Mago I, also known as Magon (𐤌𐤂‬𐤍‬, mgn), was the king of the Ancient Carthage from 550 BC to 530 BC and the founding monarch of the Magonid dynasty of Carthage. Mago I was originally a general. Under Mago, Carthage became preeminent among the Phoenician colonies in the western Mediterranean.

==Rule==
Under Mago, Carthage established itself as the dominant Phoenician military power in the western Mediterranean. It remained economically dependent on Tyre, but acted increasingly independently. One of Mago's political achievements was an alliance with the Etruscans against Ancient Greece. This alliance lasted until around the time when Rome expelled the Etruscan kings. He was also active in Sicily.

In 546 BC, Phocaeans fleeing the Persian invasion established Alalia in Corsica (Greeks had been settled there since 562 BC), and began preying on Etruscan and Punic commerce. Between 540 and 535 BC, a Carthaginian-Etruscan alliance had expelled the Greeks from Corsica after the Battle of Alalia. The Etruscans took control of Corsica, and Carthage concentrated on Sardinia, ensuring that no Greek presence would be established in the island. The defeat also ended the westward expansion of the Greeks for all time.

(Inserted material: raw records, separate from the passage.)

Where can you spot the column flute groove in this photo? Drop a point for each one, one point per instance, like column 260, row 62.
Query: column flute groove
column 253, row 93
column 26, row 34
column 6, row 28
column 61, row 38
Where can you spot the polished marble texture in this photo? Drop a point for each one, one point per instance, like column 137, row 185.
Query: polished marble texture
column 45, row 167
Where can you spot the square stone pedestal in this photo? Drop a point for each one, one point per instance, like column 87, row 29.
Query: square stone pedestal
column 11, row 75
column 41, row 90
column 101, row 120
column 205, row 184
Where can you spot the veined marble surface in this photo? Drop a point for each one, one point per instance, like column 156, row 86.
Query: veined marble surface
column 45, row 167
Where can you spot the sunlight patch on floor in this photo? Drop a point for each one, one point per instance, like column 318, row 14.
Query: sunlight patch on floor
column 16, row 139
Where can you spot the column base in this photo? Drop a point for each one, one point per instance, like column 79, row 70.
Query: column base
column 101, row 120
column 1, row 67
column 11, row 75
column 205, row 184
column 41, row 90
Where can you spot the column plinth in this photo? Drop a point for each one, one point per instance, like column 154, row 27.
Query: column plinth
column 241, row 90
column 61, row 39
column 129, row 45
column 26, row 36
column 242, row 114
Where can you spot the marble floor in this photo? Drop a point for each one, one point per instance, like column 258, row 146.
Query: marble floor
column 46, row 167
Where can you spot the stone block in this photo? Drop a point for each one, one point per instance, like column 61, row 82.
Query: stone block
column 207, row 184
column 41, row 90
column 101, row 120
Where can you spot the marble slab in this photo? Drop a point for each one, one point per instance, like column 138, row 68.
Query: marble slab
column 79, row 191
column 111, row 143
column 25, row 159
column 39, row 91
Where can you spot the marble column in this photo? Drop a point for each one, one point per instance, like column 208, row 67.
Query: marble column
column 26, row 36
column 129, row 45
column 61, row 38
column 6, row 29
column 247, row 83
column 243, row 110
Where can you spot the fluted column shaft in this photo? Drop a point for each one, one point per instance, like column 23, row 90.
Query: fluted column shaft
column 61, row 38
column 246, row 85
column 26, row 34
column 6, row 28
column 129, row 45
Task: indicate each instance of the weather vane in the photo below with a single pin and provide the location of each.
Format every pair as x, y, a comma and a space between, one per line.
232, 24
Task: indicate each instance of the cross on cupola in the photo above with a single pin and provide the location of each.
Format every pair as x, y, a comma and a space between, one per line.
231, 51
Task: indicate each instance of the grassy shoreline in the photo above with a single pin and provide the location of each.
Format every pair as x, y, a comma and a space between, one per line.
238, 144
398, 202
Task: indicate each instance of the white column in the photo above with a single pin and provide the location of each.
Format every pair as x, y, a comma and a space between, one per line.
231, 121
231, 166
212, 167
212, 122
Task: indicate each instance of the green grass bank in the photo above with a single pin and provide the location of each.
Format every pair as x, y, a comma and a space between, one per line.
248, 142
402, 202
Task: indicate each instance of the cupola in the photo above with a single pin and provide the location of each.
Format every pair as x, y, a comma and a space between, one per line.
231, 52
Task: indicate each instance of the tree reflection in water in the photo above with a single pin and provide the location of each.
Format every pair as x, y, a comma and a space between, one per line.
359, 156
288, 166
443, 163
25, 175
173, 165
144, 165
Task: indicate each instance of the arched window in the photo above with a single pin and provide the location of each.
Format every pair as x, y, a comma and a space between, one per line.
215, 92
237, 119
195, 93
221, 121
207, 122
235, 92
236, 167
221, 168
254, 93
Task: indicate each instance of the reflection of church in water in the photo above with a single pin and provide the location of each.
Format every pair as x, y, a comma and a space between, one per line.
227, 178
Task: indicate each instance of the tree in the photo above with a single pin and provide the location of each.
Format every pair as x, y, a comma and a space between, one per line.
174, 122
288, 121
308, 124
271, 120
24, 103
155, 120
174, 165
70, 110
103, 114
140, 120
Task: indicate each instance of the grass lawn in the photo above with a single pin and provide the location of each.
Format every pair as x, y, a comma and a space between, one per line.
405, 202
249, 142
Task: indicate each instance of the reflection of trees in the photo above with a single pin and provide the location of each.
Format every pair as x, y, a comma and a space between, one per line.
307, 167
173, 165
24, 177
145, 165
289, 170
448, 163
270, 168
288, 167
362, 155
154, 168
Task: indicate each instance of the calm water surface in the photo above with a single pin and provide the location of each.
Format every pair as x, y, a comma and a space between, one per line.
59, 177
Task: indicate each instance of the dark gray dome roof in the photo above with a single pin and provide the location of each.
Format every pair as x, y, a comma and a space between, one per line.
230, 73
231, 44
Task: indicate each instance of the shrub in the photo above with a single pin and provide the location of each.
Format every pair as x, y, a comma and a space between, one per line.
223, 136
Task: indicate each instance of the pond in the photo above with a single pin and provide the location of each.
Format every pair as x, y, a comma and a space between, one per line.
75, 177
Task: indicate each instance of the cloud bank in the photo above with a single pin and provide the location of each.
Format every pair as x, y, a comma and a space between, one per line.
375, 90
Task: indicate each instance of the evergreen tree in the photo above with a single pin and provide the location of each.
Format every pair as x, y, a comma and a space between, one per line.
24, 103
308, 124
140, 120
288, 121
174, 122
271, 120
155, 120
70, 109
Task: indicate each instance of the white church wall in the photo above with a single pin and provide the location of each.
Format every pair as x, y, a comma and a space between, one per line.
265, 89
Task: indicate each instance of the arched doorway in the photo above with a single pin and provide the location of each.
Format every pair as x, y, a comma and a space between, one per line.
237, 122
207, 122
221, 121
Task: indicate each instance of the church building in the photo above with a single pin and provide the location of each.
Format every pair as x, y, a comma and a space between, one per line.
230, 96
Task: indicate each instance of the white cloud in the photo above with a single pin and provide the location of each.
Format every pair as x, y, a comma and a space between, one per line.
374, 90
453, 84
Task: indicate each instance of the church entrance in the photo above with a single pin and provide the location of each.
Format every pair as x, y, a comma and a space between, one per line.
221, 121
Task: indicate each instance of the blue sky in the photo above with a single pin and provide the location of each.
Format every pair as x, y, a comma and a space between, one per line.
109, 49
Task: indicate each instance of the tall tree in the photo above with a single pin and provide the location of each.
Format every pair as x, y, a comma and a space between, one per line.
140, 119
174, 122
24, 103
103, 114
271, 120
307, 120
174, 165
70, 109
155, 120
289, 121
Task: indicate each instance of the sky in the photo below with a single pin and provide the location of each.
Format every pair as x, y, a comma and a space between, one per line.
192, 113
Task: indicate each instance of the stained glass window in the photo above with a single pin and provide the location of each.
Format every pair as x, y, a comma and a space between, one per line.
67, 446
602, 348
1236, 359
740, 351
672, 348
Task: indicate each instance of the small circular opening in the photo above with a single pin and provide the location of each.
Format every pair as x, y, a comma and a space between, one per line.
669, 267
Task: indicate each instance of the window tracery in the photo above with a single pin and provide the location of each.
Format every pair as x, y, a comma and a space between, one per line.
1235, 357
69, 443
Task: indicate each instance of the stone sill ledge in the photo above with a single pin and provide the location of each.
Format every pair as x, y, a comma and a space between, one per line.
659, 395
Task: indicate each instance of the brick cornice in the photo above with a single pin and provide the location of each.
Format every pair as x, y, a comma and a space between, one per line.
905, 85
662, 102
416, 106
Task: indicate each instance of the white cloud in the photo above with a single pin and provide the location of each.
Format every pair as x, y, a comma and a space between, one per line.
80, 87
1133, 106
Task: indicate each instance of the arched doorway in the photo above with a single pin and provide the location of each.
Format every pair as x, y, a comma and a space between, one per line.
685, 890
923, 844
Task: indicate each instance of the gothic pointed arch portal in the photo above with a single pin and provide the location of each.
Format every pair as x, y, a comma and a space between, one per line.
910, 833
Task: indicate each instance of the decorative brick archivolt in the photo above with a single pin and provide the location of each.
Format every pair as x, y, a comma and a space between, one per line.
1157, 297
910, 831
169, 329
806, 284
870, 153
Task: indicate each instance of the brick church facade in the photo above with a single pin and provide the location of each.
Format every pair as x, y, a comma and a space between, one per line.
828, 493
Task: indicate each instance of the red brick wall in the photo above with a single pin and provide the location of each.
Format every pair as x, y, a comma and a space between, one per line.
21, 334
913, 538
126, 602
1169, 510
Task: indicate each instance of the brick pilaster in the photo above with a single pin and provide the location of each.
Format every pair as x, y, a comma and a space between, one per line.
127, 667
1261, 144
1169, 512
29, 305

A war with Hellenic Massalia followed. Carthage lost battles but managed to safeguard Phoenician Spain and close the Strait of Gibraltar to Greek shipping, while Massalians retained their Spanish colonies in Eastern Iberia above Cape Nao. Southern Spain was closed to the Greeks. Carthaginians in support of the Phoenician colony of Gades in Spain also brought about the collapse of Tartessos in Spain by 530 BC, either by armed conflict or by cutting off Greek trade. Carthage also besieged and took over Gades at that time. The Persians had taken over Cyrene by then, and Carthage may have been spared a trial of arms against the Persian Empire when the Phoenicians refused to lend ships to Cambyses in 525 BC for an African expedition. Carthage may have paid tribute irregularly to the Great King. It is not known if Carthage had any role in the Battle of Cumae in 524 BC, after which Etruscan power began to wane in Italy.